Here is that information in table form.

$m,n,r$	Shape of $R$	Number of solutions
$r = m = n$	$\begin{bmatrix} I \end{bmatrix}$	exactly 1
$r = m \lt n$	$\begin{bmatrix} I & F \end{bmatrix}$	infinitely many
$m \gt n = r$	$\begin{bmatrix} I \\ 0 \end{bmatrix}$	0 or 1
$r \lt m, n$	$\begin{bmatrix} I & F \\ 0 & 0 \end{bmatrix}$	0 or infinitely many

The in-between case is where most "real" data will lie. It's unlikely that with very large datasets that we will have full rank in either dimension of the matrix. So this goes back to a question that we briefly mentioned from our earlier example with recommendation systems: what is the $r$ that we need to describe our system. Or conversely, what is the smallest $r$ that we need to approximate our data to a reasonable degree? In this alternative formulation of the question, we realize that it may not be feasible or desirable to try to find the true rank of the matrix.

Another perspective of this idea comes from machine learning. If we think about it, the question of $A \mathbf x = \mathbf b$ can really be thought of as a question about a function $f(x) = b$. In other words, matrices can be thought of like functions. When we're in the in-between case, we have two possibilities:

either an item is mapped to the same space as several other items, and this forms a natural grouping or clustering described by the null space, or
our item isn't in the column space of our matrix at all and we need to approximate it in some way.

The original question of machine learning is about "learning" functions in the abstract: Given a set of input-output pairs, we want to approximate a function that satisfies the given pairs. The modern matrix view of this problem is just a specific formulation of the original problem but we can see roughly how it works: we need to provide a subset of data we want our algorithm to "learn" to use for prediction. What's a reasonable subset? One way to figure this out is by thinking about rank.

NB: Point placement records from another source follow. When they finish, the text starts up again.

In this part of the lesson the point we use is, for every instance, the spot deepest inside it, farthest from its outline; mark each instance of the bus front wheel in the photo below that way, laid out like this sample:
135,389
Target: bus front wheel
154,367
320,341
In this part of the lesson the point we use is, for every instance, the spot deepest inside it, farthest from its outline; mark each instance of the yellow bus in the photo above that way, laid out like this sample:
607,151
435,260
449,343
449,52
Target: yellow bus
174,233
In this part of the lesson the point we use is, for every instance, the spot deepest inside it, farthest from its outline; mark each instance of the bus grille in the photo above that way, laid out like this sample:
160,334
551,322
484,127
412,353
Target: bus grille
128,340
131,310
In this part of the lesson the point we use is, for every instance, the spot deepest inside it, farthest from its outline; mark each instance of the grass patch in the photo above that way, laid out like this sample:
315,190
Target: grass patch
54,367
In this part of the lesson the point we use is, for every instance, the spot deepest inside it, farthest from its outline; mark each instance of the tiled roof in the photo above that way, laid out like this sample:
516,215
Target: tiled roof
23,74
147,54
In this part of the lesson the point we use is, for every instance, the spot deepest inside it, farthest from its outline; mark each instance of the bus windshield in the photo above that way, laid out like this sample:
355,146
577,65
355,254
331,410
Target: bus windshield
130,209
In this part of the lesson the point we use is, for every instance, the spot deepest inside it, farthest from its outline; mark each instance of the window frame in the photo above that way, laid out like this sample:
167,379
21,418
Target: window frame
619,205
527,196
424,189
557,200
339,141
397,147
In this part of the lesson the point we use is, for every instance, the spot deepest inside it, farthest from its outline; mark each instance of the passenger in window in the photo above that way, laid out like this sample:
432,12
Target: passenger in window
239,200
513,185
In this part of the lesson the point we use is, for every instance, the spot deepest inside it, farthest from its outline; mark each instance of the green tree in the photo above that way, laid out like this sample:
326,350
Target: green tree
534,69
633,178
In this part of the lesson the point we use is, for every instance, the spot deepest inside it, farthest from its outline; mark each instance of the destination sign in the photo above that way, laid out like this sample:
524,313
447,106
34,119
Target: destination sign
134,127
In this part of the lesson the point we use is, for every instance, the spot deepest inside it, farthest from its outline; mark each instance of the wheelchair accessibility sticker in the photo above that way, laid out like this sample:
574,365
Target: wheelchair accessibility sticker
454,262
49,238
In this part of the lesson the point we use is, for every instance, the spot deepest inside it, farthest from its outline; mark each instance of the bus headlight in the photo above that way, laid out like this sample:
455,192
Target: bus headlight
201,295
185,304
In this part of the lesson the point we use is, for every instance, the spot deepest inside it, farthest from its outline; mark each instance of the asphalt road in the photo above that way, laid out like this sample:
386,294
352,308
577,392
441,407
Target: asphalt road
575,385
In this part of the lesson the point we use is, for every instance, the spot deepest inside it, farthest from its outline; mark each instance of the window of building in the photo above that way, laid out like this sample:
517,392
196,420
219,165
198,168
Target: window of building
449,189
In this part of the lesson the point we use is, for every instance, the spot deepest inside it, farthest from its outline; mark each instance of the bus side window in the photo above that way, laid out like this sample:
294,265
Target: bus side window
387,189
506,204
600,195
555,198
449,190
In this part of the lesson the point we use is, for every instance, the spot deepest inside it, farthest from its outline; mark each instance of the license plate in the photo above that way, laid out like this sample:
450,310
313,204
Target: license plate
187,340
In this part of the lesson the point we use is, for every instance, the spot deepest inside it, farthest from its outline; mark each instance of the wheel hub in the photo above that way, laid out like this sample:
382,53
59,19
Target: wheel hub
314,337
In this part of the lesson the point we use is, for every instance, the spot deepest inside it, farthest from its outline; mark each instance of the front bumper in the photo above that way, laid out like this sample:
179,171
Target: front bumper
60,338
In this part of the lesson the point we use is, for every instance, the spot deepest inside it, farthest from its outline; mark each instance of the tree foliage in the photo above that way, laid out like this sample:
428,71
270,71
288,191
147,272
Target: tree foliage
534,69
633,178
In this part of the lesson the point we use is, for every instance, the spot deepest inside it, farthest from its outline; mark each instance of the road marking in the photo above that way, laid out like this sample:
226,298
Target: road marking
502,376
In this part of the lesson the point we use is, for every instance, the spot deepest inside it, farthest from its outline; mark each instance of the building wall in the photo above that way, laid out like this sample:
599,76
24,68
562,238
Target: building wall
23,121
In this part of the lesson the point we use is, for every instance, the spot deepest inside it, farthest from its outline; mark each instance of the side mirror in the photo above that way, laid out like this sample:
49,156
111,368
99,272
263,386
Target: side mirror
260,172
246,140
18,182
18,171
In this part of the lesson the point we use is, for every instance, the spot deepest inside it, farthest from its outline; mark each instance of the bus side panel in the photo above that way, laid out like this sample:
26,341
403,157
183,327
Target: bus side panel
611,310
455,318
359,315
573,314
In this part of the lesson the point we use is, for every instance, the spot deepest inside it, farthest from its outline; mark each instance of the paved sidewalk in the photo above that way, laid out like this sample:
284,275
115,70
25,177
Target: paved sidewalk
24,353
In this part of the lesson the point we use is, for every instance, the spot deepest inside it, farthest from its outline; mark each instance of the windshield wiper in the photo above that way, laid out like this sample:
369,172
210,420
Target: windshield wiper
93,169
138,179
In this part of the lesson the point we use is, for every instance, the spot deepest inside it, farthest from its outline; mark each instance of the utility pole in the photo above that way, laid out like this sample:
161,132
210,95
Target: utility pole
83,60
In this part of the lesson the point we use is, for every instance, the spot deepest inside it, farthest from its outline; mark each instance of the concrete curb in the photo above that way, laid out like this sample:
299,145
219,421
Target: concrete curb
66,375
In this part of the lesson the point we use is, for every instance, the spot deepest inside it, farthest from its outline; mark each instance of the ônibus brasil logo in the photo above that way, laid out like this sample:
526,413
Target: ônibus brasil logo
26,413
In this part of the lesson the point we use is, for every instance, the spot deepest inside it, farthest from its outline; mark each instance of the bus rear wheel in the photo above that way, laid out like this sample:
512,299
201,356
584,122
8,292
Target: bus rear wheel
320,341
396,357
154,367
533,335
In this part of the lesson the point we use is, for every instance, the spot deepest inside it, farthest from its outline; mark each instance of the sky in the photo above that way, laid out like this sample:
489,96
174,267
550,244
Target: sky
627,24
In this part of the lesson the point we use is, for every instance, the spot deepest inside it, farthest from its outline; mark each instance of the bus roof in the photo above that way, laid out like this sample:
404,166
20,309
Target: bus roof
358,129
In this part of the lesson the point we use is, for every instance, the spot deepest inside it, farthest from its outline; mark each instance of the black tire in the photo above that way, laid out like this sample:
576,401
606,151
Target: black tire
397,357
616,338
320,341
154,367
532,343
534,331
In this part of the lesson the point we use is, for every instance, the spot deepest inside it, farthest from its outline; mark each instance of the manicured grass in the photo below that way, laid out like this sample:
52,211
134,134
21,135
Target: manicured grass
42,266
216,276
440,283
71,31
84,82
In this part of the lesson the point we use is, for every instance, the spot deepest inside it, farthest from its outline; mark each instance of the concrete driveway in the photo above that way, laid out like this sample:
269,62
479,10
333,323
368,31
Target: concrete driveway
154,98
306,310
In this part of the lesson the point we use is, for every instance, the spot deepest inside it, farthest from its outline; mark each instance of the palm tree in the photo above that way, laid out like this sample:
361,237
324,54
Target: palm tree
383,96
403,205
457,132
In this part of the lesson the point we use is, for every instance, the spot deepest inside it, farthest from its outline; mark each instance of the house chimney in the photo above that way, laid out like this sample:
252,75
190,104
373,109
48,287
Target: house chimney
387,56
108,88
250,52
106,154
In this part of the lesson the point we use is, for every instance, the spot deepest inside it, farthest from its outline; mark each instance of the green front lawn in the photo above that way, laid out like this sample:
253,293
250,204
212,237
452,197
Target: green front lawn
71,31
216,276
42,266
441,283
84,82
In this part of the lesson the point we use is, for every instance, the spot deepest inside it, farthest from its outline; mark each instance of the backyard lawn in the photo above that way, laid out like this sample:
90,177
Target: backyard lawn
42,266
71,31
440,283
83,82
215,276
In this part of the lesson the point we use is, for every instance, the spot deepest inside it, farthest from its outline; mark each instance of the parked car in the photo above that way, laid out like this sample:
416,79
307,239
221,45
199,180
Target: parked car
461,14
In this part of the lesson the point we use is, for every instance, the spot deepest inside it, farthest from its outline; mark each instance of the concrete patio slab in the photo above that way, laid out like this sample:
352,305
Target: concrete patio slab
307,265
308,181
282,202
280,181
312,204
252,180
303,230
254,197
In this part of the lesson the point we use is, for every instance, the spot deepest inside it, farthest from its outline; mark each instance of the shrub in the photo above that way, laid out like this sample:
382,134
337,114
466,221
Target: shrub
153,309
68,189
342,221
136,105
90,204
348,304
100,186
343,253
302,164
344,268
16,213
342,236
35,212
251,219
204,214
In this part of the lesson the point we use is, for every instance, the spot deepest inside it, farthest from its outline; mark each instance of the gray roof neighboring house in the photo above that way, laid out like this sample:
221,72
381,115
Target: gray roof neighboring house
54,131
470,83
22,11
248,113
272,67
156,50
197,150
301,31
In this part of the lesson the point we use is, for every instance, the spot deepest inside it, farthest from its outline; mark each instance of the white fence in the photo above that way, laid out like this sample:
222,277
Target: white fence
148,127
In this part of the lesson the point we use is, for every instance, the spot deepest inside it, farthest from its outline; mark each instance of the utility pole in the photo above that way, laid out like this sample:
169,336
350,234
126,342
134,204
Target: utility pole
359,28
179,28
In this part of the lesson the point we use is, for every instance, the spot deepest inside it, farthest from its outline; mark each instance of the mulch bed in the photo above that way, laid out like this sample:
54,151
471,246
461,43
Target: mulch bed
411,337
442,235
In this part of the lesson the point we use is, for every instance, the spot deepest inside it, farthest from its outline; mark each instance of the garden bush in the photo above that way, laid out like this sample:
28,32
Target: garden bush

Here is an extra example dealing with solvability.

Consider the matrix $A = \begin{bmatrix} 3 & 1 \\ 9 & 3 \\ 3 & 4 \\ 2 & 6 \end{bmatrix}$. Suppose we augment it with a column for $\mathbf b$. If we perform elimination on this matrix, we get \[ \begin{bmatrix} 3 & 1 & b_1 \\ 9 & 3 & b_2 \\ 3 & 4 & b_3 \\ 2 & 6 & b_4 \end{bmatrix} \xrightarrow{\substack{(2) - 3 \times (1) \\ (4) - 2 \times (1)}} \begin{bmatrix} 3 & 1 & b_1 \\ 3 & 4 & b_3 \\ 0 & 0 & b_2 - 3b_1 \\ 0 & 0 & b_4 - 2b_1 \end{bmatrix} \xrightarrow{(2) - (1)} \begin{bmatrix} 3 & 1 & b_1 \\ 0 & 3 & b_3 - b_1 \\ 0 & 0 & b_2 - 3b_1 \\ 0 & 0 & b_4 - 2b_1 \end{bmatrix} \\ \xrightarrow{\substack{\frac 1 3 \times (1) \\ \frac 1 3 \times (1)}} \begin{bmatrix} 1 & \frac 1 3 & \frac 1 3 b_1 \\ 0 & 1 & \frac 1 3 (b_3 - b_1) \\ 0 & 0 & b_2 - 3b_1 \\ 0 & 0 & b_4 - 2b_1 \end{bmatrix} \xrightarrow{(1) - \frac 1 2 \times (2)} \begin{bmatrix} 1 & 0 & \frac 4 9 b_1 - \frac 1 9 b_3 \\ 0 & 1 & \frac 1 3 (b_3 - b_1) \\ 0 & 0 & b_2 - 3b_1 \\ 0 & 0 & b_4 - 2b_1 \end{bmatrix} \] We see that with fewer columns than rows, our row-reduced matrix is relatively simple: it's an identity matrix on top of a row of zeros. In this case, we have either one or zero solutions for our system, depending on whether or not the solvability conditions at the bottom of the row-reduced matrix are satisfied. This makes sense:

If there is a solution, there are no free variables, so there are no special solutions for the null space—the null space consists of only the zero vector.
As the matrix gets taller, there are more solvability constraints imposed on any possible solution.